Posts scoring more than -0.2 and less than 0.2 fall into the neutral zone.
If you wanted to be stricter in terms of what should be considered positive or negative, simply widen the neutral territory. A post would have to show higher intensity of sentiment — moving its score closer to either ends of the spectrum — to be not considered neutral.
A more conservative approach: posts would have to score more than 0.5 to be considered positive and less than -0.5 to be considered negative.
As you can tell, some discernment is needed to determine the best thresholds. For example, a reasonable way might be to find a bunch of tweets that sound neutral and use their sentiment scores as the benchmark. So if the scores for those neutral sounding tweets are roughly between -0.3 and 0.3, use those numbers as the threshold. This is a seemingly logical approach, except that someone else reading the same tweets might not find them neutral at all.
What is the yardstick for authenticity?
Another relevant factor is the source of a social media post. Does the high negative sentiment captured for Raeesah reflect genuine online backlash, or is the data picking up some form of concerted attack by partisan groups?
Research on astroturfing and the related problem of fake reviews has been going on for years and I think it is safe to assume some form of detection has been built into Blackbox’s sentiment analysis algorithms. Systems in general can even be adjusted to discount posts from certain sources or even disregard them altogether.
Who then should we box out of the equation? There are, of course, straightforward cases of fake accounts — bots with just three friends, users who signed up just a week ago. Beyond that, we have to ponder the bigger question of authenticity, which is harder to resolve than at first glance.
Consider a situation where a group of people purposefully drops a large number of negative comments, skewing the results of the sentiment analysis. Such a coordinated effort may seem like inauthentic behaviour, but the volume could also just be a sign of the magnitude of feelings towards the subject. One way to deal with this is to ignore subsequent messages from a user that crosses a certain number of posts on a topic, which again necessitates some judgment.
Despite the unavoidable subjectivity involved, the issue of authenticity must be grappled with. Perhaps organisations can — without revealing technical, competitive information — describe the broad strokes they take in sentiment analysis, what forms of behaviour is considered inauthentic, and the guidelines to keep the data free from such influence. This is akin to how opinion polls disclose sample sizes and sample gathering methods, so as to enable people to better evaluate for themselves the study’s robustness.

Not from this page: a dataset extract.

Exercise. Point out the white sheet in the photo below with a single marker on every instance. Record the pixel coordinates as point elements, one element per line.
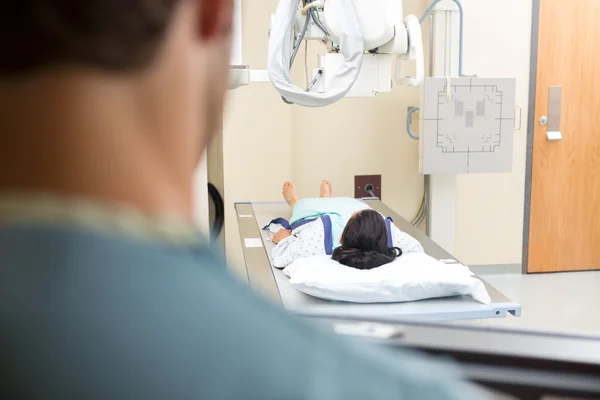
<point>412,277</point>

A complement, not a replacement
Ultimately, we are probably not at the stage where social media sentiment analysis can stand alone. Blackbox’s study collected other data through more traditional means such as opinion polls and focus groups. It not only assessed the partys’ online share of voice, but also their presence on the ground.
In my short exchange with David Black, he said information from the digital realm complements — rather than replaces — that from the physical world, and will continue to do so for some time to come:
If you compare the People’s Action Party’s online share of voice and offline visibility they are remarkably similar. Mix and match seems to be a good method for now until artificial intelligence advances and attitudes and emotions expressed in digital fora can be better analysed. We’re still in the Stone Age on that.